Joint Objective and Subjective Fuzziness Denoising for Multimodal Sentiment Analysis

Xun Jiang, Xing Xu, Huimin Lu, Lianghua He, Heng Tao Shen

Published: 01 Jan 2025, Last Modified: 06 Mar 2025IEEE Trans. Fuzzy Syst. 2025EveryoneRevisionsBibTeXCC BY-SA 4.0

Abstract: Multimodal sentiment analysis (MSA) aims at teaching computers or robotics to understand human sentiment with diverse multimodal signals, including audio, vision, and text. Current MSA approaches primarily concentrate on devising fusion strategies for multimodal signals and trying to learn better multimodal joint representations. However, employing multimodal signals directly is not appropriate since the human psychological states are fuzzy and cannot be categorized easily, which undermines the effectiveness of existing methods.

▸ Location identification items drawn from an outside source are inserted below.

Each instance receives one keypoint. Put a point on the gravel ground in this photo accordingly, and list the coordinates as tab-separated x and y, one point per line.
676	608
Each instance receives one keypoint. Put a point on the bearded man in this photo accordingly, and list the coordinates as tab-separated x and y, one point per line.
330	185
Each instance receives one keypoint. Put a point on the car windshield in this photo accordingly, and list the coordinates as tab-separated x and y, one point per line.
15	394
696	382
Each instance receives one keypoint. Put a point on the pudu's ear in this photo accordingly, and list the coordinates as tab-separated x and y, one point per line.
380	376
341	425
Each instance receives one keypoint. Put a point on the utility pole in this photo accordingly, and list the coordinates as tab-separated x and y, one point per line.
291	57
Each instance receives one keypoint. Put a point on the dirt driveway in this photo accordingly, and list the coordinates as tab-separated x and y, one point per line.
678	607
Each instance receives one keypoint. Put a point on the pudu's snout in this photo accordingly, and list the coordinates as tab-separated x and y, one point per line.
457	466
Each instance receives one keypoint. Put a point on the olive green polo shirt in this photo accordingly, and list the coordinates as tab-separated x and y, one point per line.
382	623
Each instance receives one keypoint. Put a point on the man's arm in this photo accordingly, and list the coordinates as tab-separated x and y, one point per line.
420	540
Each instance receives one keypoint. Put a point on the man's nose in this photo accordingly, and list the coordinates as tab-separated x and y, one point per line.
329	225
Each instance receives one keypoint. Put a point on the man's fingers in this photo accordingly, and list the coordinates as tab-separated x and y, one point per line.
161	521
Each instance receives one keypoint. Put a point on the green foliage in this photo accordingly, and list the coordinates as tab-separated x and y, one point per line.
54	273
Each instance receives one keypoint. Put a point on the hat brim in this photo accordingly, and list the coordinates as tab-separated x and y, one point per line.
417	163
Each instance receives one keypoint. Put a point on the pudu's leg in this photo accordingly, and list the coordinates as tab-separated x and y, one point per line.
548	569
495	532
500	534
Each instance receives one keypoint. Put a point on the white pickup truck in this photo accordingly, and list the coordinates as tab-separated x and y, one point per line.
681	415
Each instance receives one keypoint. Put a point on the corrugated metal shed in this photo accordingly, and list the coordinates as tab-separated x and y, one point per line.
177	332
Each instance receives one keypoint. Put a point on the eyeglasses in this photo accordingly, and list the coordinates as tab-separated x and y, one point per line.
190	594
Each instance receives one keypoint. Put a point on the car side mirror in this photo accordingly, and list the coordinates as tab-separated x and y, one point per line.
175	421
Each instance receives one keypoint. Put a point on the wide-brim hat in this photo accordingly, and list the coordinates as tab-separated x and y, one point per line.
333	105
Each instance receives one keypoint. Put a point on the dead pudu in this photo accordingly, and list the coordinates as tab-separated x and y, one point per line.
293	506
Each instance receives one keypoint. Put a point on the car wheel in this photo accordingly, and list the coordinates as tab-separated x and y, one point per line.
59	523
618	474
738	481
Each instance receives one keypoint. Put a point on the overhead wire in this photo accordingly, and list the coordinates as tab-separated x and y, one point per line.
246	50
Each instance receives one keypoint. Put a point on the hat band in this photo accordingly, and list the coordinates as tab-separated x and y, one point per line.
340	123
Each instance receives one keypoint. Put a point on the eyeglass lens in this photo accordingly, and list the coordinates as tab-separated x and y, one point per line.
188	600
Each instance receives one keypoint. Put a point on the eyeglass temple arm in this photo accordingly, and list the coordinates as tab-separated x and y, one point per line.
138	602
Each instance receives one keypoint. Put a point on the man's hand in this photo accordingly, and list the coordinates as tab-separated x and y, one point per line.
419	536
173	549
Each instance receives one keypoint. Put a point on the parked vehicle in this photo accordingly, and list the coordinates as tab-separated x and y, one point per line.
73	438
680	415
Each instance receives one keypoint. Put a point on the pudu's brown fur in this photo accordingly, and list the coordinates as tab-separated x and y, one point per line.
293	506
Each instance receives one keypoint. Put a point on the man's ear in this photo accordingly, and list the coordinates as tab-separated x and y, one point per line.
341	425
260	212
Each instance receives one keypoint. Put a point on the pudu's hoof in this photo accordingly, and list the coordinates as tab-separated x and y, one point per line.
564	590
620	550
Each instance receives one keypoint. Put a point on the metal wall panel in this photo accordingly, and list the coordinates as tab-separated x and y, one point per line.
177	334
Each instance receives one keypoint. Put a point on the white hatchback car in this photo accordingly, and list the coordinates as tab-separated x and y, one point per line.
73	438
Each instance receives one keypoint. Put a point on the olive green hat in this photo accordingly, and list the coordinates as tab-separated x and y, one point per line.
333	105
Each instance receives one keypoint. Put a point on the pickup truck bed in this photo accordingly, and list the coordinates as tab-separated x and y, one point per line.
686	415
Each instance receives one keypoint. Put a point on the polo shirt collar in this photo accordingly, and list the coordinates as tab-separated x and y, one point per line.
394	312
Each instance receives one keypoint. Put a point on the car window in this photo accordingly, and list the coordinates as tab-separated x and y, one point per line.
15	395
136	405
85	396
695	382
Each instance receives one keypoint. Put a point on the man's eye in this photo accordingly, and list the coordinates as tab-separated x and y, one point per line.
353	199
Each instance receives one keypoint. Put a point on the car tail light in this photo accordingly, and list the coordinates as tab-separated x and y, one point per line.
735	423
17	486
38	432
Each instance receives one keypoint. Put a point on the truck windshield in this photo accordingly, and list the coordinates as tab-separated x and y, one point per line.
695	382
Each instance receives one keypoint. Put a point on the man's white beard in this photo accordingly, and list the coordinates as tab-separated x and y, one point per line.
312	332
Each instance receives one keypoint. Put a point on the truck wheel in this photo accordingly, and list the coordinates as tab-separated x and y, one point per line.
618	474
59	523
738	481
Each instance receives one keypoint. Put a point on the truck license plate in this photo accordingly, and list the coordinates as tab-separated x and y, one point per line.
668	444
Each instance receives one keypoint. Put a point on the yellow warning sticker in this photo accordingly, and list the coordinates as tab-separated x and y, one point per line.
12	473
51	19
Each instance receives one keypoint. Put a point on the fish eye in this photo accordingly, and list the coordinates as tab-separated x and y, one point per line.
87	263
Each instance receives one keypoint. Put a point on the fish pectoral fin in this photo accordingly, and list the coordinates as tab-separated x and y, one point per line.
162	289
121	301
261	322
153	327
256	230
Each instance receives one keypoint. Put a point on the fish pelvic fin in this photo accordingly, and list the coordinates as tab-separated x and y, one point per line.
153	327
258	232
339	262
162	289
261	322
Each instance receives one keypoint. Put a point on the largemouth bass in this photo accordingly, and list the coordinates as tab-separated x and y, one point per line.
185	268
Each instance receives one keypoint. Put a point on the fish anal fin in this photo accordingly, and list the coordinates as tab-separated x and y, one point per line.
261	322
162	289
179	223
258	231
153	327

In this article, we regard the natural fuzziness of human sentiments can be observed as two types as follows: 1) objective fuzziness introduced by human expression and 2) subjective fuzziness caused by the complexity of human affection. Based on the assumption, we proposed a novel method termed Joint Objective and Subjective Fuzziness Denoising (JOSFD), which introduced fuzzy logic into the multimodal fusion process and sentiment decision process to overcome the objective and subjective fuzziness. Specifically, our JOSFD method contains two key modules as follows: 1) modality-specific fuzzification module leveraging uncertainty estimation and fuzzy logic to overcome the influence of objective fuzziness in different modalities in multimodal fusion. 2) Attitude-intensity representation disentangling that learns joint representations for human attitude and sentiment strength separately and further employs fuzzy logic to decide the sentiment analysis results. We evaluate our proposed JOSFD method on the following three widely used MSA benchmark datasets: 1) CMU-MOSI, 2) CMU-MOSEI, and 3) CH-SIMS. Extensive experiments demonstrate our proposed JOSFD method outperforms recent state-of-the-art methods.